Launched amid much fanfare 19 months ago, almost 90% of ASB's NZ$1 bln Job Creation Fund remains untapped
Hard-up businesses are still able to call on nearly 90% of ASB's NZ$1 billion Job Creation Fund, nearly 19 months after it's launch made front-page news.
Launched amid much fanfare in February last year, just before Prime Minister John Key's Jobs Summit at the height of the Global Financial Crisis, the fund has lent just NZ$107 million.
Stewart McRobie, ASB's chief executive of relationship banking, told interest.co.nz the NZ$107 million had been lent to 166 businesses, along with NZ$30 million in associated lending. Those taking out the loans had been both new and existing ASB customers from varied sectors and industries.
McRobie said the fund, which at launch ASB said was designed to create employment or prevent people losing their jobs, had helped create, or retain, more than 1,200 jobs.
He said one reason for the low uptake was because over the past two years many businesses had focussed on consolidating debt and deleveraging rather than increasing borrowing.
"Additionally, many of our loans have been to smaller businesses with relatively low borrowing requirements. The loan pool was set up to accommodate every eventuality, and remains open to businesses creating or retaining jobs for New Zealanders," he said.
Business lending falling
The revelation of the low take up of the ASB fund comes with industry wide bank lending to businesses in the doldrums. The Reserve Bank's most recent monthly statistics, for July, show at the end of that month total business borrowing stood at NZ$72.2 billion, down 7.4% year-on-year. And PricewaterhouseCoopers' recently released third New Zealand Banking Perspectives Report noted a “dramatic” 6% decrease in business lending in the six months to March.
In an attempt to kick start business lending, BNZ says it recently eased lending criteria to small businesses and is now approving more than 65% of loan applications from small businesses when it was previously declining about 65%. And Westpac chief financial officer Richard Jamieson told interest.co.nz last week his bank had grown business lending by about NZ$400 million in the year to September compared to an overall industry wide decline in business lending of about NZ$5.5 billion.

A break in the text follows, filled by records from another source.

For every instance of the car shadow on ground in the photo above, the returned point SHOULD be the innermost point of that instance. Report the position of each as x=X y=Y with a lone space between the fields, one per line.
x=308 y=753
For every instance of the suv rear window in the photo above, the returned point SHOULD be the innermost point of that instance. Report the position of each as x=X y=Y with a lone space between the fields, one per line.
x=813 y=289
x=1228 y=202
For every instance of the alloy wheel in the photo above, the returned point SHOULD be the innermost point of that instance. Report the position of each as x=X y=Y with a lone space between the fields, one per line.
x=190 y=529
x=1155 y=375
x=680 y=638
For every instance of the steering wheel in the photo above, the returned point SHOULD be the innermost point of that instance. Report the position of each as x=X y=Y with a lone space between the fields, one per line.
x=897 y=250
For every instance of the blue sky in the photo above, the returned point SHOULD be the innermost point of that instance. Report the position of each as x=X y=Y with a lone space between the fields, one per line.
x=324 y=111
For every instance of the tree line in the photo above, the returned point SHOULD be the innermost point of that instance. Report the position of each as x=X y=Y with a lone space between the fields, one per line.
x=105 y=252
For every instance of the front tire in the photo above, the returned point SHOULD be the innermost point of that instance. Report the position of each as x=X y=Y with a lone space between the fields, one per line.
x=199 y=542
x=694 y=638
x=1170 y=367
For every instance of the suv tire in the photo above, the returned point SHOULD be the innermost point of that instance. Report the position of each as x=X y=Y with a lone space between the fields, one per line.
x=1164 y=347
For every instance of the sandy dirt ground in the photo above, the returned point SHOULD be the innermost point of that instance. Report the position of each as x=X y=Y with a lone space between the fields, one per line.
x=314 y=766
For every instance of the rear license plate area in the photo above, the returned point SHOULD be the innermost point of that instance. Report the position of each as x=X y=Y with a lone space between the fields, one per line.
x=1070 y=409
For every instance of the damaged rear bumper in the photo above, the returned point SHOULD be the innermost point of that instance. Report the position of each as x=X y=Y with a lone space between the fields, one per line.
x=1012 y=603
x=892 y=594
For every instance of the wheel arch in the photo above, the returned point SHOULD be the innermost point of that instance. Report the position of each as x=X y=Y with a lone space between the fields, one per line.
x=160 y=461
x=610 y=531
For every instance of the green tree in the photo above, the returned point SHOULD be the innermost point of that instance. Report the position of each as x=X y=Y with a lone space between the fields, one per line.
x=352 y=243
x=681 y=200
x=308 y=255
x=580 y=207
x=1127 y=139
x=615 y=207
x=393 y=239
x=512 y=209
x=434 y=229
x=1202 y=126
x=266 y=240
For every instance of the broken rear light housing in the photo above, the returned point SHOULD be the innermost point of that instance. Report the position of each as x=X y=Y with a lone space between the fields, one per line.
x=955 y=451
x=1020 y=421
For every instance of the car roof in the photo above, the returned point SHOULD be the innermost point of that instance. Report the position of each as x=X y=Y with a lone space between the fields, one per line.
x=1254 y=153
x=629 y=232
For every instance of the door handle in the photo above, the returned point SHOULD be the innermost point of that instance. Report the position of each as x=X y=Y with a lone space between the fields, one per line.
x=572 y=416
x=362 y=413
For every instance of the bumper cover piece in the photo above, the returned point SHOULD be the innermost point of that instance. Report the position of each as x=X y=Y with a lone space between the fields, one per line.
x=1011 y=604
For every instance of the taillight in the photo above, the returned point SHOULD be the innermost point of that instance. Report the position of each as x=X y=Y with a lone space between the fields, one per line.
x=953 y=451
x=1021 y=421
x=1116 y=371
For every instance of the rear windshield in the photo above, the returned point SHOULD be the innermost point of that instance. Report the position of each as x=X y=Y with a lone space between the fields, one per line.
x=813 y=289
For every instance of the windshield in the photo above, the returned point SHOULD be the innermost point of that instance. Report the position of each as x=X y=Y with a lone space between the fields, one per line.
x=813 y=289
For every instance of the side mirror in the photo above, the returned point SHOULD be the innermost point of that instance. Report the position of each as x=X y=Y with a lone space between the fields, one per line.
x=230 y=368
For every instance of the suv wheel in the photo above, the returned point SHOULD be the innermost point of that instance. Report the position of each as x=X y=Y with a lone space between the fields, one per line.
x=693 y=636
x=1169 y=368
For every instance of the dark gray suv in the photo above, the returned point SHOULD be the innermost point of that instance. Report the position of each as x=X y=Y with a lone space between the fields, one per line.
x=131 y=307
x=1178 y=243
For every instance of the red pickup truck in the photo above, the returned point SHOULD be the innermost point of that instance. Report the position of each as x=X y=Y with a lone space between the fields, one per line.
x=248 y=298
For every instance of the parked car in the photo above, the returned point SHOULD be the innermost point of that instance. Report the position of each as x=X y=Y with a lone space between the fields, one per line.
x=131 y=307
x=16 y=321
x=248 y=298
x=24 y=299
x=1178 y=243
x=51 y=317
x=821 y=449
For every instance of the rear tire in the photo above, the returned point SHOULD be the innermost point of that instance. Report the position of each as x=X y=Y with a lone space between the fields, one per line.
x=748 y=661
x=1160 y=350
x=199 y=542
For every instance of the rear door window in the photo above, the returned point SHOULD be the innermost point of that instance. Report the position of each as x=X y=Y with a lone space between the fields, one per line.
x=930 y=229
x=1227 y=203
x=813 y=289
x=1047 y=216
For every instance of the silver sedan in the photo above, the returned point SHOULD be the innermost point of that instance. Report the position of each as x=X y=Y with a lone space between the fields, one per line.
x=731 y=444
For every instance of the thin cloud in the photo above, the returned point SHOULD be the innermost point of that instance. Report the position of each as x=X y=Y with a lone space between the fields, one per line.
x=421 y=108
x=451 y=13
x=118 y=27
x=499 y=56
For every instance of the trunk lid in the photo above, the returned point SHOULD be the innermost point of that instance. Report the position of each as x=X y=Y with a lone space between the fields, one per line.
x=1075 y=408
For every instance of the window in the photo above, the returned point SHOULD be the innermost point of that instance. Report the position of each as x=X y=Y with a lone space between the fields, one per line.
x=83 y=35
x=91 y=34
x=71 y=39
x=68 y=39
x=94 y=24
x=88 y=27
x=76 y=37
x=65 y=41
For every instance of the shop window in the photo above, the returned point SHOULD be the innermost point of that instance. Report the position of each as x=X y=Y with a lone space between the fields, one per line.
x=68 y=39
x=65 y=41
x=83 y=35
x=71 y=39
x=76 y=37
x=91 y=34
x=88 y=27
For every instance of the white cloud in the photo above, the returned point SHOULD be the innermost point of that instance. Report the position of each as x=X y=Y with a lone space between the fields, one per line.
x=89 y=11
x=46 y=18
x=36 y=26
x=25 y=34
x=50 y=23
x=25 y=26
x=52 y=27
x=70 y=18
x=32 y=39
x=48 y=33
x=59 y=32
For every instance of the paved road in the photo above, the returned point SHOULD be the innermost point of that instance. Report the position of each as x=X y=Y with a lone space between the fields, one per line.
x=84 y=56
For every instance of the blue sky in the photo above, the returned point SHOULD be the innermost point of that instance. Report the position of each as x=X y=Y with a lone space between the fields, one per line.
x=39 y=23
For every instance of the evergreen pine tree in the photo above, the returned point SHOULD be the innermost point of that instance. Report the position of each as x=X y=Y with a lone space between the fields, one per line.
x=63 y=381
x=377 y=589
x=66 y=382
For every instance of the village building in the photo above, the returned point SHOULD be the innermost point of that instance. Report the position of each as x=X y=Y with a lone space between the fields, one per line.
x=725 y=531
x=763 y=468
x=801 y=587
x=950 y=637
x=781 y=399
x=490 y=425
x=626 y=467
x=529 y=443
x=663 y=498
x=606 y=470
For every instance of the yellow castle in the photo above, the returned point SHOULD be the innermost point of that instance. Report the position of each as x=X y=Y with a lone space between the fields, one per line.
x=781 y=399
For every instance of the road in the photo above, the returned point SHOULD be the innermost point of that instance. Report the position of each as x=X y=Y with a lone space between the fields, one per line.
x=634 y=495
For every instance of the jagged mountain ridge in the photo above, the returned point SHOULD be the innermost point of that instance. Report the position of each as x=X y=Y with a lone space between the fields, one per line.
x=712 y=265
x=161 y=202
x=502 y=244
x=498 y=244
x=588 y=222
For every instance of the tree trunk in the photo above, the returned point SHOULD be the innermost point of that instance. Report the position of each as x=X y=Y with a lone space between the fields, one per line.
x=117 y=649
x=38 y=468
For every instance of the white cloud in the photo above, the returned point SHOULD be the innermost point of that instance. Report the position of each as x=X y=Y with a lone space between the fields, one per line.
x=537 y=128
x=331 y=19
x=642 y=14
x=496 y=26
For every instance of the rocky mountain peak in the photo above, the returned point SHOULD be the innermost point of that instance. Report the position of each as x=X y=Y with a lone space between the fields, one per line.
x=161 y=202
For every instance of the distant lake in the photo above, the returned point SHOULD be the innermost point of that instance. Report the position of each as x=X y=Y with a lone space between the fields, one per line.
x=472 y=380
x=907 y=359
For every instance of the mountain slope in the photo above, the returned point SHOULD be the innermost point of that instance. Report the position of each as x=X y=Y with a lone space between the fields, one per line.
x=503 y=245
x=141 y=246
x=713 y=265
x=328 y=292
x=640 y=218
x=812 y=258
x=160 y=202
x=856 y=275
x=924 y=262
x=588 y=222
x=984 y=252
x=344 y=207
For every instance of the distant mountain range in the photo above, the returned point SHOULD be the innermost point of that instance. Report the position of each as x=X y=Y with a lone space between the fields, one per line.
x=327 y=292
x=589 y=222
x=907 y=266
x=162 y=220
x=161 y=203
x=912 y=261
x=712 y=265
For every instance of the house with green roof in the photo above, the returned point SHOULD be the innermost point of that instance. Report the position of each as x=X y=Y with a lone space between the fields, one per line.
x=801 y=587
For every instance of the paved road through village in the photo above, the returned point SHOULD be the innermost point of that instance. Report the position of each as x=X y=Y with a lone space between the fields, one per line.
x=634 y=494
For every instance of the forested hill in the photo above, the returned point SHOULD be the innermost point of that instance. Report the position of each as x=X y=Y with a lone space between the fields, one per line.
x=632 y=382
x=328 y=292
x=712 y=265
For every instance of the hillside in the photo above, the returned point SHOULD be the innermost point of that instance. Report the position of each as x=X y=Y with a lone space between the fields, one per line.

ASB is offering Job Creation loans at 5.70% per annum, fixed for two years. Borrowers must meet the bank's normal business lending criteria as well as demonstrate the employment benefits of their proposal.

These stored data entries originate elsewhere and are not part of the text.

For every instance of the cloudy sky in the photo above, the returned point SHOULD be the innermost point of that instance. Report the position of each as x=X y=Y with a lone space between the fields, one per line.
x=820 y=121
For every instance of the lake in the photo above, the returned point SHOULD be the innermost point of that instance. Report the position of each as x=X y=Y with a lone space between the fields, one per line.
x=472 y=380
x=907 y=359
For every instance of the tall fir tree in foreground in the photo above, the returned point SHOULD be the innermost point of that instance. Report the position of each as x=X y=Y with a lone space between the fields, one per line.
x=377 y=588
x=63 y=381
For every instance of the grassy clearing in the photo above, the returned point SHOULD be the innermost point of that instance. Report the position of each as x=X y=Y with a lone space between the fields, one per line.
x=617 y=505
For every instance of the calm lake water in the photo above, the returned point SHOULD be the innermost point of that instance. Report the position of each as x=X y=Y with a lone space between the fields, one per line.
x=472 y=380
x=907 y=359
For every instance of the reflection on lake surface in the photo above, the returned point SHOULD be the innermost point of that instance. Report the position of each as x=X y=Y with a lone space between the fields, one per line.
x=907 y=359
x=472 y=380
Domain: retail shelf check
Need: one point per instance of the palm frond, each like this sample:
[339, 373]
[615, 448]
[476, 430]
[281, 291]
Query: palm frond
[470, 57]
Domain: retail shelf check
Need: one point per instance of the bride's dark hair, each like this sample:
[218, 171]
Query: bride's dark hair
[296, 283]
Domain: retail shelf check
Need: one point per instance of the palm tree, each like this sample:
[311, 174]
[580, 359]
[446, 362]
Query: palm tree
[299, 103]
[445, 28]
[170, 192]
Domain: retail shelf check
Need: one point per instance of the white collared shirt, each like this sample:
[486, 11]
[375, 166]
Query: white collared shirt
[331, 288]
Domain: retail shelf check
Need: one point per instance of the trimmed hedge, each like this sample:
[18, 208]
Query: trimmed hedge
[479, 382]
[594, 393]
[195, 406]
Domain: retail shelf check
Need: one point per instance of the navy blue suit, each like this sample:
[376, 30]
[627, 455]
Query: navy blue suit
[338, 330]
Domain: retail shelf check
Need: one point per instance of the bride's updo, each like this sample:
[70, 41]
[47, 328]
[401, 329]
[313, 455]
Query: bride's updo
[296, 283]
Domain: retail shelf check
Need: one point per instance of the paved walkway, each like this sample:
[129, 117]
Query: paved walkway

Most applications have generally met the criteria, indicating a real need for the initiative, McRobie said. After two years Job Creation Loans realign to market rates.
'Talk to us'
With under six months to go before the fund's first customers reach the two year mark, McRobie said businesses still struggling should talk to the bank.
"We would expect our customers to shift to market interest rates at the end of the two year initial term. However, if there is financial hardship we will work with them to explore their options, including ways to restructure their debt," he said.

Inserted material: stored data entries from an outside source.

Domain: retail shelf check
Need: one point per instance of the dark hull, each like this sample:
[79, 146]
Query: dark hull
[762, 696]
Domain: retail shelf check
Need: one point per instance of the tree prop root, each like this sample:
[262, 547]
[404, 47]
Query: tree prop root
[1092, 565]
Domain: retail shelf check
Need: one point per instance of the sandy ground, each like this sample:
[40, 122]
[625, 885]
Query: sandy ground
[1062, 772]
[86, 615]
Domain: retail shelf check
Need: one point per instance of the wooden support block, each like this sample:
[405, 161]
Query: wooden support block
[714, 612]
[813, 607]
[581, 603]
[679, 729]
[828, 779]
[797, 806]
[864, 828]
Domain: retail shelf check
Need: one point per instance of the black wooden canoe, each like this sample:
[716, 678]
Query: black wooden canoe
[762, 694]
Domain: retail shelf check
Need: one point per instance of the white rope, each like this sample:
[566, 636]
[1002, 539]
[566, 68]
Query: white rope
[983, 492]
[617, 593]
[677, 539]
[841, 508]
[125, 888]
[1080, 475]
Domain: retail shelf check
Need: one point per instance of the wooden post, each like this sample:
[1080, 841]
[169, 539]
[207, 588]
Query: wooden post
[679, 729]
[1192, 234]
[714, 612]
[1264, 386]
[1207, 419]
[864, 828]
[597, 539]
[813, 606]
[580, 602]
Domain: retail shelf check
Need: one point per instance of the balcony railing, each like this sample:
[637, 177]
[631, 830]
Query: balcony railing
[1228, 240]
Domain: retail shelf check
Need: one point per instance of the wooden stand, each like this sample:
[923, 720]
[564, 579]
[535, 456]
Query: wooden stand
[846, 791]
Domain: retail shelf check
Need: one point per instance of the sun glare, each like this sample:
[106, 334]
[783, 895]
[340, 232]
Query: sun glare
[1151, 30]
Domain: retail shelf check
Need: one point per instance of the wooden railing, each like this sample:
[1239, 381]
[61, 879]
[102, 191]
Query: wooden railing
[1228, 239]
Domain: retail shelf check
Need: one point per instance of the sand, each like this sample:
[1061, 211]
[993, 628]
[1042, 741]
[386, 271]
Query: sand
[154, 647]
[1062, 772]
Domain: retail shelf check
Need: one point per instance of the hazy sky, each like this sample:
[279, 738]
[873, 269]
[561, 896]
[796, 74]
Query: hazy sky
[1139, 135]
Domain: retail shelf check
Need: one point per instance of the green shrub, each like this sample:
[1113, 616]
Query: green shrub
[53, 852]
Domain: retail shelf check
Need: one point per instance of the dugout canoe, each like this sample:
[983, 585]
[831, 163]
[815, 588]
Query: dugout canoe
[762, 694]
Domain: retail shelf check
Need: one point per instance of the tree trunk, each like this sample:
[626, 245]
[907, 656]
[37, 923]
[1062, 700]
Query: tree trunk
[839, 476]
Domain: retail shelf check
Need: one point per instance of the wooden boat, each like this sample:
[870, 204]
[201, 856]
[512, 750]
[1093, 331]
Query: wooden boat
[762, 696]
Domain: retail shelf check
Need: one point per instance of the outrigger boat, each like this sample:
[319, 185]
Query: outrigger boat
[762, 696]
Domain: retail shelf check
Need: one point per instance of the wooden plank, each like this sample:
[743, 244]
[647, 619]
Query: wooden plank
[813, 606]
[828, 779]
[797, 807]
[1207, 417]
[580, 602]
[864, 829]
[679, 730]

There were a number of interest rate pricing options for businesses once their special interest period was over, McRobie said.
"We will work with each business to find the best rates for their circumstances."
McRobie said the vast majority of customers have met their financial commitments, despite the pressures businesses remain under as the economy emerges from the recession.
As the economy strengthened there had been a slow decline in the number of businesses applying for Job Creation Loans, but the fund would remain open for an indefinite period, McRobie said.
"We will continue to assist businesses in creating and keeping jobs for as long as our customers tell us this is needed," he said.
When it was announced on the eve of the Mark Weldon chaired Government Job Summit in February 2009, the fund drew praise from Key. ASB chief executive Charles Pink said at the time that if a business was prepared to invest in its future, and create or protect employment, then ASB was saying it was prepared to back them with an attractive lending rate.
James Mitchell, ASB's then head of relationship banking and financial services and now project manager of Pyne Gould Corporation, the Canterbury Building Society and Southern Cross Building Society's "Heartland Bank," said the fund wouldn't be dependent on ASB raising a matching amount through the term deposits.
"There are businesses with good plans and good ideas that need the impetus, given what we've seen with business and consumer confidence," Mitchell told interest.co.nz in February last year.
Acknowledging a year ago that the fund had lent only NZ$27 million, Mitchell said a lack of applications meant ASB was making changes to the scheme in an attempt to make it more attractive to businesses, especially exporters.